This is the Personal Data Act (Articles 10 and 24) of the Global Forest Information Service
(GFIS) Information Provider Partners Register and the EU General the Register and Privacy
Statement in accordance with the Data Protection Regulation (GDPR). Created on 13.09.2018.
Last change 14.09.2018.
GFIS Coordination Unit
International Union of Forest Research Organizations
A-1030 Vienna, Austria
Tel.: +43-1-877 01 51-0
Eero Mikkola, GFIS Coordinator, email@example.com, +358 50 3912140
Global Forest Information Service (GFIS), www.gfis.net
The legal basis for the processing of personal data is the EU's general data protection regulation the legitimate interest of the controller (customer relationship). The purpose of processing personal data is to provide the service to promote the information of the partner organization. Information is not used for automated decision making or profiling.
The information to be stored in the register is: person's name, company /organization, contact information (phone number and e-mail address) and web site addresses. The information will be retained as long as the information provision to the GFIS gateway is valid. Unnecessary data will be deleted every five years.
The information stored in the register is obtained from the customer, among others. posted on www-forms messages, email, telephone, social media services, contracts, customer meetings and other situations in which the customer disclose their information.
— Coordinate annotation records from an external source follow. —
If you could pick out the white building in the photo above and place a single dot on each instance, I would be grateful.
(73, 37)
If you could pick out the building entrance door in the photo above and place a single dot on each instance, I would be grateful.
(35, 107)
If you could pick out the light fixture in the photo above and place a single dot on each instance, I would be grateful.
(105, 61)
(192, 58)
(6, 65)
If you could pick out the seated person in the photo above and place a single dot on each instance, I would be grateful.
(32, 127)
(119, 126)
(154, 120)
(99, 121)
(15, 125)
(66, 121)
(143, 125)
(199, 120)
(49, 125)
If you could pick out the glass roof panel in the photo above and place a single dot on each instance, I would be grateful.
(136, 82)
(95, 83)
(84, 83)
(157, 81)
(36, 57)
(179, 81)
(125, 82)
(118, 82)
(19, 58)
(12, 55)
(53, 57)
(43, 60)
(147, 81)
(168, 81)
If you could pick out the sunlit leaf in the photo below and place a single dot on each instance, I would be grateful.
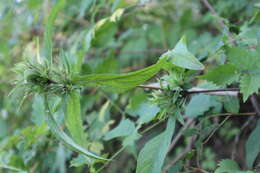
(74, 121)
(181, 57)
(152, 155)
(69, 142)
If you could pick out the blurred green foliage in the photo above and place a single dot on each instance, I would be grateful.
(116, 36)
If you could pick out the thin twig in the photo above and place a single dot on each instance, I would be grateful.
(213, 132)
(197, 169)
(219, 20)
(180, 133)
(233, 114)
(220, 92)
(234, 150)
(255, 104)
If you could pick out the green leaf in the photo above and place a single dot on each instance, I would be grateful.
(198, 105)
(243, 59)
(49, 30)
(152, 155)
(222, 75)
(63, 137)
(80, 160)
(249, 84)
(231, 104)
(181, 57)
(38, 110)
(129, 140)
(125, 128)
(119, 82)
(253, 146)
(227, 166)
(74, 121)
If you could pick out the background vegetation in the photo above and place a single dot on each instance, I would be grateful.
(217, 129)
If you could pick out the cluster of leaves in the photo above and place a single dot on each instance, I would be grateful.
(81, 98)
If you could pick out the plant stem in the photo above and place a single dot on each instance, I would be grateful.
(255, 104)
(195, 90)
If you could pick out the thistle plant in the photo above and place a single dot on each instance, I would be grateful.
(62, 79)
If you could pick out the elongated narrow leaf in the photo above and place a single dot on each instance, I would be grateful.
(49, 30)
(180, 56)
(222, 75)
(63, 137)
(74, 121)
(119, 82)
(151, 157)
(253, 146)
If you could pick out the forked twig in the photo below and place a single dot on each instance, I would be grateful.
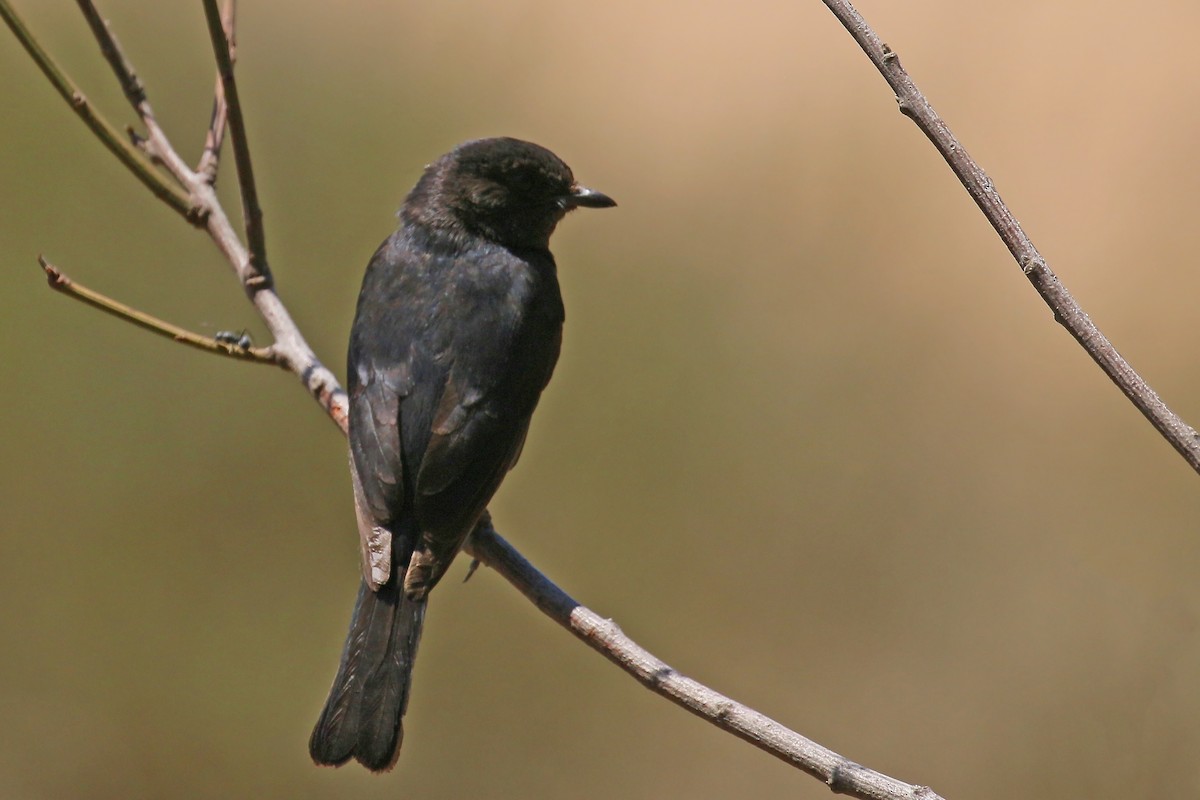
(135, 161)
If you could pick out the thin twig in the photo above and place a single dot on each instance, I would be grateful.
(841, 775)
(215, 136)
(252, 214)
(125, 74)
(60, 282)
(1067, 312)
(101, 127)
(289, 348)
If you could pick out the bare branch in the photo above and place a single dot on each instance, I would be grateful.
(605, 637)
(102, 128)
(215, 136)
(256, 236)
(112, 52)
(1066, 311)
(60, 282)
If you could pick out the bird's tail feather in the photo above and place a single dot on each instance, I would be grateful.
(363, 715)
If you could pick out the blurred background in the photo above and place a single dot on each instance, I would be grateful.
(814, 439)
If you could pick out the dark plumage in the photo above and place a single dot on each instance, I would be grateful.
(456, 334)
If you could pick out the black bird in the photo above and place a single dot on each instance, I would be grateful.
(457, 330)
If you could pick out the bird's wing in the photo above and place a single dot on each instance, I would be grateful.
(376, 464)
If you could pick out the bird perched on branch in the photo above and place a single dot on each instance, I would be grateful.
(457, 330)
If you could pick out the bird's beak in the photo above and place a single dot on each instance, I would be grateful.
(581, 197)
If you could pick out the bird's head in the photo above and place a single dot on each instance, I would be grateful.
(507, 191)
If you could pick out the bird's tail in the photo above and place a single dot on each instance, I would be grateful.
(363, 714)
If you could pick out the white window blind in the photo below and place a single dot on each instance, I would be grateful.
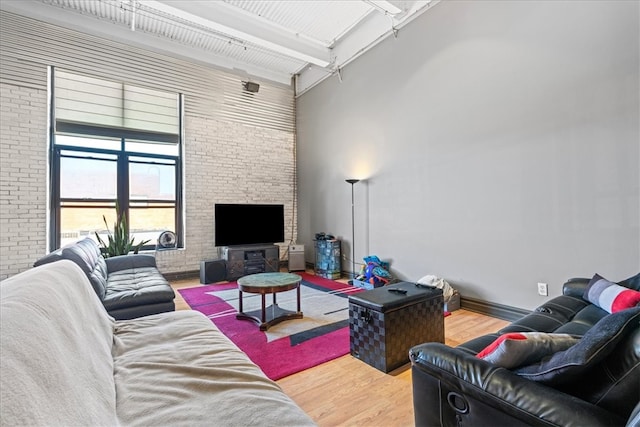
(88, 100)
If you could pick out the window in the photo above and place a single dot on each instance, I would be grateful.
(114, 143)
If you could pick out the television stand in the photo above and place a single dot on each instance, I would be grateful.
(250, 259)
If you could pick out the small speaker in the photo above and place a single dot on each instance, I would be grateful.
(251, 87)
(213, 271)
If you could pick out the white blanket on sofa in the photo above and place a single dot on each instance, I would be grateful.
(65, 361)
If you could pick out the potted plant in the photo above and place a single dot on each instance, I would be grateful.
(118, 242)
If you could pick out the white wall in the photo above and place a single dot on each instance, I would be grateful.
(499, 142)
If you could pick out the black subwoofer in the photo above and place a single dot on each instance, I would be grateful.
(213, 271)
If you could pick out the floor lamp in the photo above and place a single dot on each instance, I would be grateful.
(353, 231)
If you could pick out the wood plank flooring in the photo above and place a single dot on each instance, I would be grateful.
(348, 392)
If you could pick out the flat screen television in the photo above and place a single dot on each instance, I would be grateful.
(248, 224)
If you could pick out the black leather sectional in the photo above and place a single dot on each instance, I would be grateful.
(595, 383)
(129, 286)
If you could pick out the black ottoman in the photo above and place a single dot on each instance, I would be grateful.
(384, 325)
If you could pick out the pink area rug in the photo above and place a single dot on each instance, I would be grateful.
(290, 346)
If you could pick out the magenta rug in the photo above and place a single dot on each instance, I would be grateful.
(290, 346)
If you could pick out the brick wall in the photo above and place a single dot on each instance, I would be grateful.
(23, 177)
(224, 162)
(229, 163)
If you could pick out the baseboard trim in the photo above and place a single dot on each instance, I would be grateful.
(500, 311)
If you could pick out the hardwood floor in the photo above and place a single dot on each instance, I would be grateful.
(348, 392)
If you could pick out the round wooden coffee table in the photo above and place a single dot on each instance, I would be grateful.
(268, 283)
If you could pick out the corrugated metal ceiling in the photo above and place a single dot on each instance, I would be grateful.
(256, 39)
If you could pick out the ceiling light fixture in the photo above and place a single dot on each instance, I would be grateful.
(385, 6)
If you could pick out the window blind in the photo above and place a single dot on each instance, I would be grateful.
(81, 99)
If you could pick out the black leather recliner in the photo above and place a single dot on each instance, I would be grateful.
(129, 286)
(453, 387)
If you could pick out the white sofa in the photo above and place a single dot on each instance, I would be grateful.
(65, 361)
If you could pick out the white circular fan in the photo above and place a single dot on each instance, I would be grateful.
(167, 240)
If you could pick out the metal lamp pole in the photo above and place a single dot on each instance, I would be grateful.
(353, 231)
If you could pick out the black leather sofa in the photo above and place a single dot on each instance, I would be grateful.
(129, 286)
(453, 387)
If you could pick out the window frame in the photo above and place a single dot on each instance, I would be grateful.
(59, 150)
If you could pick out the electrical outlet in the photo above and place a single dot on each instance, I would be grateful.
(543, 289)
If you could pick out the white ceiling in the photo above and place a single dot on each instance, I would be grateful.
(256, 39)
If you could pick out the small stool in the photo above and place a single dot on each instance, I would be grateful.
(384, 324)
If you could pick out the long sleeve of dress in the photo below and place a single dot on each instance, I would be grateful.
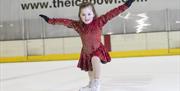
(62, 21)
(103, 19)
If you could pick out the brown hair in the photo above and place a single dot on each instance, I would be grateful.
(84, 5)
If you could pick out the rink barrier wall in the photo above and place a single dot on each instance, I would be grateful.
(75, 56)
(125, 45)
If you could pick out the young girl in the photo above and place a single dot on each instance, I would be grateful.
(89, 27)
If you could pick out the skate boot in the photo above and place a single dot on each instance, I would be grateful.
(95, 85)
(86, 88)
Information will not be disclosed to other parties on a regular basis.
Careful handling and handling of the information systems is required when processing the registry the data is properly protected. When register information is stored on Internet servers, they are stored the physical and digital security of the hardware is properly handled. The controller shall ensure that the stored data, server access rights, and other information that is critical to the security of personal data is treated confidentially and only by the employees whose work they belong to.
A person in the register has the right to request the removal of personal data relating to him ("right to be forgotten"). Also, there are other EU-registered persons registered rights under the Data Protection Regulation such as limiting the processing of personal data in certain situations. Requests should be sent in writing to the registrar. The registrar can as appropriate, request the applicant to prove his / her identity. The controller is responsible within the time limit set by the EU Data Protection Regulation (as a rule, the month within).